James McNally Wilson

PAWTUCKET – Rhode Island Irish Remember the Fenians: Commemoration of the 100th anniversary of the death of James McNally Wilson will be held this Saturday, Nov. 6, at 1 p.m. at St. Mary’s Cemetery, 103 Pine St.

The event will be followed by a celebration of the lives of Catalpa escapees James Wilson, Michael Harrington and Thomas Hassett, at 2 p.m. at The Galway Bay Pub, 156 South Bend St. Memorial pins will be available for $15 or two for $25. Donations are welcome. Contact George McLaughlin at 401-688-2463 or fenianmca@gmail.com . Donations can be made at www.fenianmca.org . Checks should be made out to George McLaughlin. On check memo: Fenian Memorial Committee. Mail to: FMCA, P.O. Box 10416, Cranston, RI 02910.

All proceeds go to the Fenian Memorial Committee for the purchase and erection of grave markers for Michael Harrington and Thomas Hassett in Calvary Cemetery, Queens, NY.

“What a death is staring us in the face,” wrote James Wilson in 1873. “The death of a felon in a British dungeon, and a grave amongst Britain’s ruffians. I am not ashamed to speak the truth, that it is a disgrace to have us in prison today. A little money judiciously expended would release every man that is now in West Australia. Think that we have been … in this living tomb since our first arrest, and that it is impossible for mind or body to withstand the continual strain that is upon us. One or the other must give way.”

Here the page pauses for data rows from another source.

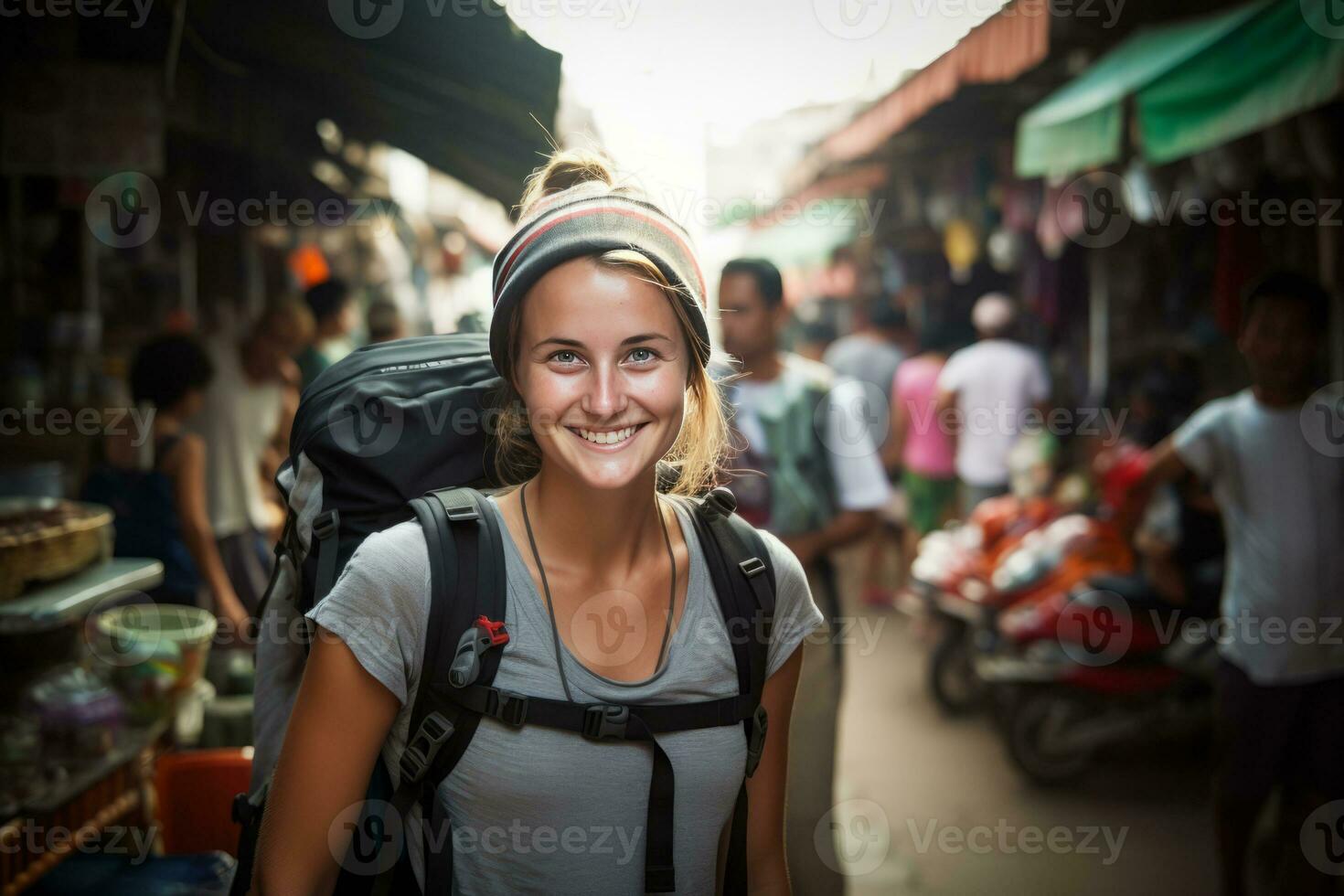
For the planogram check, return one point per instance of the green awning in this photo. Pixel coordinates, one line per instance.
(1195, 85)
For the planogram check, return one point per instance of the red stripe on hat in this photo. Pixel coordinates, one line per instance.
(628, 212)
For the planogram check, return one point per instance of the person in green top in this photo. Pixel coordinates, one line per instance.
(334, 314)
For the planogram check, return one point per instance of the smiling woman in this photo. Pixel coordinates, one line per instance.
(621, 594)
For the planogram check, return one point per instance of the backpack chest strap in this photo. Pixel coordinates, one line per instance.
(613, 721)
(600, 720)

Wilson was imprisoned with other Irish political prisoners half a world away from the Irish-American recipients of his letter, in the dreaded Fremantle penal colony in Western Australia.

“Remember this is a voice from the tomb,” he wrote. “For is this not a living tomb? In the tomb it is only a man’s body that is good for worms, but in this living tomb the canker worm of care enters the very soul.”

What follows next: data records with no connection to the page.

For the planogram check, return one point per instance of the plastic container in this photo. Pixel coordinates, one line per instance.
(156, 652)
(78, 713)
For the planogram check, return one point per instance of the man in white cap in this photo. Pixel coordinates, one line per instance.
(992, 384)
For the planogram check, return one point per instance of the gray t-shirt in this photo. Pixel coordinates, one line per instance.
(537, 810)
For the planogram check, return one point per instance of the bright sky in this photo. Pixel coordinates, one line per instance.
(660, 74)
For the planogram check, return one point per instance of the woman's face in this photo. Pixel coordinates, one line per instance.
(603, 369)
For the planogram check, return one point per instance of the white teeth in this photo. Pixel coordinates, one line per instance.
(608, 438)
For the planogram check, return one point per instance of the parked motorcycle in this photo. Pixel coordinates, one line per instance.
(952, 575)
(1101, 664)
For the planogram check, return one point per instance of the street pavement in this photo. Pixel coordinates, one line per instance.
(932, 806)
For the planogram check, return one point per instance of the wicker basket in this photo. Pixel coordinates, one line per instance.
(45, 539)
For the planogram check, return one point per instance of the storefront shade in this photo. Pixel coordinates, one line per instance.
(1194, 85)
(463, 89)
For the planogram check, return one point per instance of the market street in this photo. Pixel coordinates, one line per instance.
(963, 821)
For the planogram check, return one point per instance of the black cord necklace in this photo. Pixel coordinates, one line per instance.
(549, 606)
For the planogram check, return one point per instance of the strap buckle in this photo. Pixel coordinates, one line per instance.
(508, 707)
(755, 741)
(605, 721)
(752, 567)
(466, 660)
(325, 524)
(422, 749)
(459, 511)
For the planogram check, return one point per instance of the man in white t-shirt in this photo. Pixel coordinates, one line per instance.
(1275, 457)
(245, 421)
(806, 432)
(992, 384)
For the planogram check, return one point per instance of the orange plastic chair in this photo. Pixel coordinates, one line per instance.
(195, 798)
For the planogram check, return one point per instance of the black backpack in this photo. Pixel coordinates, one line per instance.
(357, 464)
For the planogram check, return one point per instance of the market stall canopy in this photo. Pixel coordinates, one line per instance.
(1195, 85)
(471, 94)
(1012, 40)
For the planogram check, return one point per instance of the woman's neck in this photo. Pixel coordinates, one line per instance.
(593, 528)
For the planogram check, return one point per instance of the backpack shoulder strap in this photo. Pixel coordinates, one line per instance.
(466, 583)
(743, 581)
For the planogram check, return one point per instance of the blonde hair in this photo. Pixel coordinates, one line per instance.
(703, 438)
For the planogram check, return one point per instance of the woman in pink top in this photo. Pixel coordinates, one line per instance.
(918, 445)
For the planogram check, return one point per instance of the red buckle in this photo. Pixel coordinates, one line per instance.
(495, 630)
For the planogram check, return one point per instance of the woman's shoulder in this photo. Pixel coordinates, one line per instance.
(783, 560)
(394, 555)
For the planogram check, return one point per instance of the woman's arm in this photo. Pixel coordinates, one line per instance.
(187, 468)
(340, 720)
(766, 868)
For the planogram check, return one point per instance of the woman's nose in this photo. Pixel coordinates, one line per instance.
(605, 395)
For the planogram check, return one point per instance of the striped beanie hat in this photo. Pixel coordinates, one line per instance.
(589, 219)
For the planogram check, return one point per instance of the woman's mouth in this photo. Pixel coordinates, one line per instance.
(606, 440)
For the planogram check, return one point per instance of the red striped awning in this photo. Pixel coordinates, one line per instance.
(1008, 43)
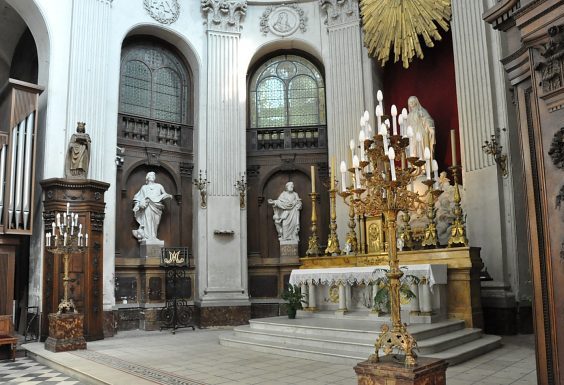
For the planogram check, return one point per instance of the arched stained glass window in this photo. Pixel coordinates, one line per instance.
(287, 91)
(154, 83)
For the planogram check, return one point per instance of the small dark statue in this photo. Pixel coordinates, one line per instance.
(77, 160)
(294, 296)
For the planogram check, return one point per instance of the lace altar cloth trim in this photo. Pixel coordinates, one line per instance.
(436, 274)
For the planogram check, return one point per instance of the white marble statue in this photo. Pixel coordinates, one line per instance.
(287, 214)
(148, 208)
(421, 122)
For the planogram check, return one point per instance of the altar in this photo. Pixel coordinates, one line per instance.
(455, 297)
(345, 289)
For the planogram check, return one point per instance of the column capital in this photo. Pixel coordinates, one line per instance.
(340, 12)
(224, 15)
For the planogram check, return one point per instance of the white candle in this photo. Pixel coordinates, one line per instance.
(394, 115)
(453, 146)
(379, 113)
(400, 122)
(419, 145)
(392, 156)
(427, 154)
(380, 97)
(412, 152)
(312, 179)
(361, 142)
(435, 168)
(343, 176)
(356, 165)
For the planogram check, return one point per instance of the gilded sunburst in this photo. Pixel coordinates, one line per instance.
(399, 24)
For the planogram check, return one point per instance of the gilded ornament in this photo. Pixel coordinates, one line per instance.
(400, 24)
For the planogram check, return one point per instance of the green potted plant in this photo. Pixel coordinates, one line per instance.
(293, 295)
(382, 297)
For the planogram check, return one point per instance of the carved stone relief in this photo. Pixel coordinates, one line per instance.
(283, 20)
(551, 69)
(224, 15)
(340, 11)
(163, 11)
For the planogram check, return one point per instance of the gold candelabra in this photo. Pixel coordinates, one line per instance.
(66, 238)
(333, 247)
(380, 180)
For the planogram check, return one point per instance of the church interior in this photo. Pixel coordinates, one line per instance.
(370, 186)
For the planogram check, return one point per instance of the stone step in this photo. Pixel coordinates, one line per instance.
(355, 343)
(362, 329)
(453, 356)
(469, 350)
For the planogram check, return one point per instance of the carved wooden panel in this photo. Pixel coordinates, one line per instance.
(86, 198)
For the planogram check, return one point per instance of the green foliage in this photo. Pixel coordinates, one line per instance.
(382, 297)
(293, 295)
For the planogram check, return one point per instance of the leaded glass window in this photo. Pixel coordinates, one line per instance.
(287, 91)
(154, 83)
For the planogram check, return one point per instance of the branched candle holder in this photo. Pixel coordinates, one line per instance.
(201, 184)
(241, 187)
(379, 186)
(66, 238)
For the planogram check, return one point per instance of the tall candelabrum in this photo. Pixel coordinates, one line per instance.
(66, 238)
(379, 185)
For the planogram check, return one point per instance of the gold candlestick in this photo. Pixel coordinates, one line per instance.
(352, 241)
(333, 247)
(313, 242)
(407, 234)
(458, 228)
(431, 239)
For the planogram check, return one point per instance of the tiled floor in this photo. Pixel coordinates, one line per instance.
(196, 358)
(26, 371)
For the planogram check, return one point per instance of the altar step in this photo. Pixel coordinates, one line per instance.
(352, 340)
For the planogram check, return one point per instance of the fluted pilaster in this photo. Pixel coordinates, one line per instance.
(473, 82)
(88, 76)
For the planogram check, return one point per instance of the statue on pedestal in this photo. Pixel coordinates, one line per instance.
(148, 208)
(78, 154)
(421, 122)
(287, 214)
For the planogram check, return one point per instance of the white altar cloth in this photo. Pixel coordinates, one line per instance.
(435, 273)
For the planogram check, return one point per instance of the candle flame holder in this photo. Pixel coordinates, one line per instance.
(65, 239)
(380, 187)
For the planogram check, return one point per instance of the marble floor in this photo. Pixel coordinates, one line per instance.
(196, 358)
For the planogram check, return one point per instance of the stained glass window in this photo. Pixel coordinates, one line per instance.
(287, 91)
(154, 83)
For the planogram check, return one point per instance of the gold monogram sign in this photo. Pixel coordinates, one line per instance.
(174, 256)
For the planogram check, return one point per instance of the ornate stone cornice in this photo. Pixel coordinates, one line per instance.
(224, 15)
(340, 11)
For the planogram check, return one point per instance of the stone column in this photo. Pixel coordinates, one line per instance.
(348, 85)
(222, 255)
(87, 101)
(482, 110)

Wilson’s words moved Irish-Americans and they resolved to help him. In Ireland in the early 1860s, Wilson had joined the 5th Dragoon (British Army) Guards. But in secret he also became a Fenian, taking an oath to be obedient to his leaders and to do his utmost to secure a democratic independent Irish Republic. To that end, he deserted with fellow Fenian Martin Hogan in November 1865 after they had secretly enrolled many other Irish soldiers in the organization. But then, as so often in Irish history, local informers gave away the details of renewed Fenian activities to the British forces, and Wilson was quickly arrested.

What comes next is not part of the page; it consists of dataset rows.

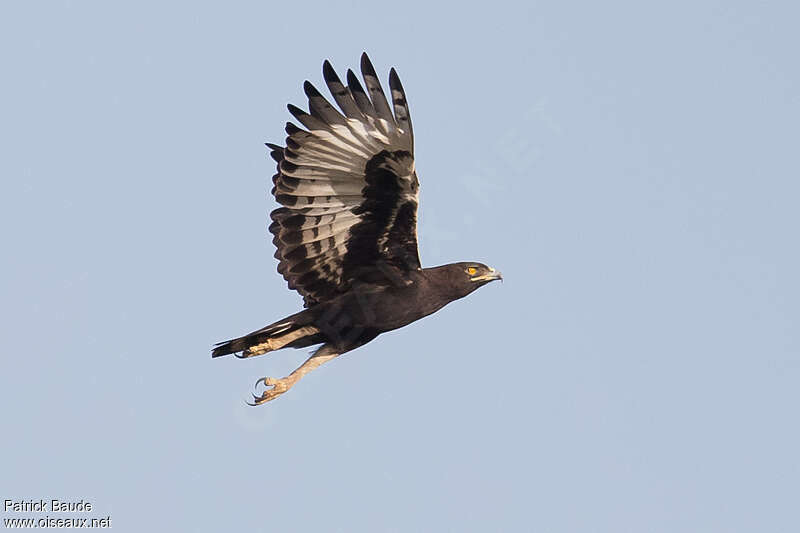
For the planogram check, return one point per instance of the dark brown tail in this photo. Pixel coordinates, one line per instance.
(295, 331)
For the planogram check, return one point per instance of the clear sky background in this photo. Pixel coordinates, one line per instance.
(631, 167)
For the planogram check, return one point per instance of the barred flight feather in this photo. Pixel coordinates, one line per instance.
(346, 184)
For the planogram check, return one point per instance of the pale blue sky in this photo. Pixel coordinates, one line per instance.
(631, 167)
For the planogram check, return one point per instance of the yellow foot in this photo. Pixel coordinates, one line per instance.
(275, 387)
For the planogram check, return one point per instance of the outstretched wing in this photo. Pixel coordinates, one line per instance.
(347, 186)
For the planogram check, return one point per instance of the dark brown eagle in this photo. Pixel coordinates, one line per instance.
(346, 234)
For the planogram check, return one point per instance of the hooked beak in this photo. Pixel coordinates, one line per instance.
(490, 276)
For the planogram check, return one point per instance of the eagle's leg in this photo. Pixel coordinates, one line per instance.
(276, 387)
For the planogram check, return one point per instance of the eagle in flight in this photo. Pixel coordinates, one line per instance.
(346, 234)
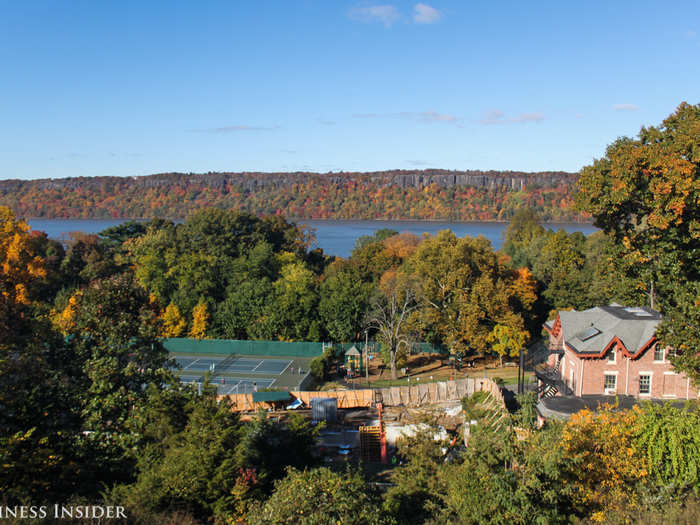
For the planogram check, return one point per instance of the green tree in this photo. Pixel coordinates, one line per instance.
(344, 301)
(194, 468)
(320, 497)
(466, 290)
(523, 230)
(390, 312)
(645, 192)
(418, 483)
(507, 341)
(116, 356)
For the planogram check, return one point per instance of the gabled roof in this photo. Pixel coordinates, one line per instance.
(594, 331)
(353, 351)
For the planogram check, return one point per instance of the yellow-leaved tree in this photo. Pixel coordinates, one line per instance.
(604, 467)
(174, 325)
(20, 270)
(200, 321)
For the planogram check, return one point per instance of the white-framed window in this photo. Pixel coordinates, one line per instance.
(645, 384)
(659, 353)
(610, 383)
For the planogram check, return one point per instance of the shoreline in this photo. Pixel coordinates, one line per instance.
(299, 220)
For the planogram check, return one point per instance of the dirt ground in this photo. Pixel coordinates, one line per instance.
(434, 367)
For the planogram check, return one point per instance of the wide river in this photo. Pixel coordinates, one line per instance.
(334, 237)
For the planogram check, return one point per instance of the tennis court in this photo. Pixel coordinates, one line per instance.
(232, 385)
(236, 365)
(239, 374)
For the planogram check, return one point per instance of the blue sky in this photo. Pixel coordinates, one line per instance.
(132, 88)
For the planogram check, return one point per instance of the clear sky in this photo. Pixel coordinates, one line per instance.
(92, 88)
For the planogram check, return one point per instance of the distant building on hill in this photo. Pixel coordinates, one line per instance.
(607, 351)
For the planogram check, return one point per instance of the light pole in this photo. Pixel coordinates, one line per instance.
(367, 356)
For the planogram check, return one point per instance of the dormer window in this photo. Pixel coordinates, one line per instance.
(658, 353)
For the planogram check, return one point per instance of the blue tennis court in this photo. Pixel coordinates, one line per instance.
(237, 365)
(233, 385)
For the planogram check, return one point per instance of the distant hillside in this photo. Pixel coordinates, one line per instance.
(399, 194)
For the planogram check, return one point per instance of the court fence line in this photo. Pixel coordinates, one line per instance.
(184, 345)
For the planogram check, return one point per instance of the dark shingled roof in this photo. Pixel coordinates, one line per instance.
(591, 331)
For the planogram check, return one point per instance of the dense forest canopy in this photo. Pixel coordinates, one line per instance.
(399, 194)
(91, 411)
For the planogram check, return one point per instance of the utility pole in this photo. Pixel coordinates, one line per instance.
(367, 356)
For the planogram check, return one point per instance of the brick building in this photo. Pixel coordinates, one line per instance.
(610, 350)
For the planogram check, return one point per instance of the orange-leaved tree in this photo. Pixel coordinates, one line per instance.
(604, 468)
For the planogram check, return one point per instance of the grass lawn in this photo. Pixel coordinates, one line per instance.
(424, 368)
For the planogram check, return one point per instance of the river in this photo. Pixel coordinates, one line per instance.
(333, 236)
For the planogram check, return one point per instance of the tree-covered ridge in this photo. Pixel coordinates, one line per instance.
(420, 194)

Wilson and many comrades were court-martialed in Dublin on Feb. 10, 1866, where they were found guilty of mutinous conduct and received a sentence of death, which was later commuted to life imprisonment in the Australian Fremantle prison.

After surveillance aid from members of the Clann na Gael and secret communications from the Irish-born prison priest, Father Patrick McCabe, help finally arrived in the shape of the Catalpa, an American whaling ship hired by another Fenian, John Devoy, from secret donations made by Irish independence organizations across the U.S. Informers did not foil the daring rescue plan and the ship reached Australia without major mishap. The rescuers rowed to shore to collect the six waiting Irish convicts who had left their posts while working outside the secured area. Their Irish rescuers were waiting with wagons and weapons. But like all good rescue dramas, complications clouded their flight. When the freed prisoners began to row back to the Catalpa, a sudden unexpected storm meant they could not reach the ship for another day, by which time the alarm had been raised and British police ships launched. The British commandeered a gunboat, the Georgette, which they pulled alongside the Catalpa, requesting that the prisoners be handed over. Capt. Anthony, the ship’s celebrated American captain, defiantly refused the request and raised the American flag, warning his pursuers that the Catalpa was in international waters and could not be boarded. If they fired on the Catalpa they would be firing on the U.S.

Though enraged, the Georgette’s British captain reluctantly conceded. Eventually, the Georgette was forced to give up the chase, though all on board were convinced they had seen the missing men. Shortly after, as John Devoy, Fenian and organizer of the rescue predicted, the Catalpa rescue bolstered Irish resistance across the globe and spurred the fight for Irish independence, which was partially won in 1922.

None of the Catalpa Six ever returned to Ireland. All remained until their deaths, in America, including the two old comrades, James McNally Wilson who lived out his life in Central Falls and Pawtucket, where he is buried, and Martin Hogan, who spent the remainder of his life in Chicago and is buried there. Thomas Darragh and Robert Cranston, are both buried in Philadelphia. Father Patrick McCabe, who eventually fled Australia for Minnesota, is buried there.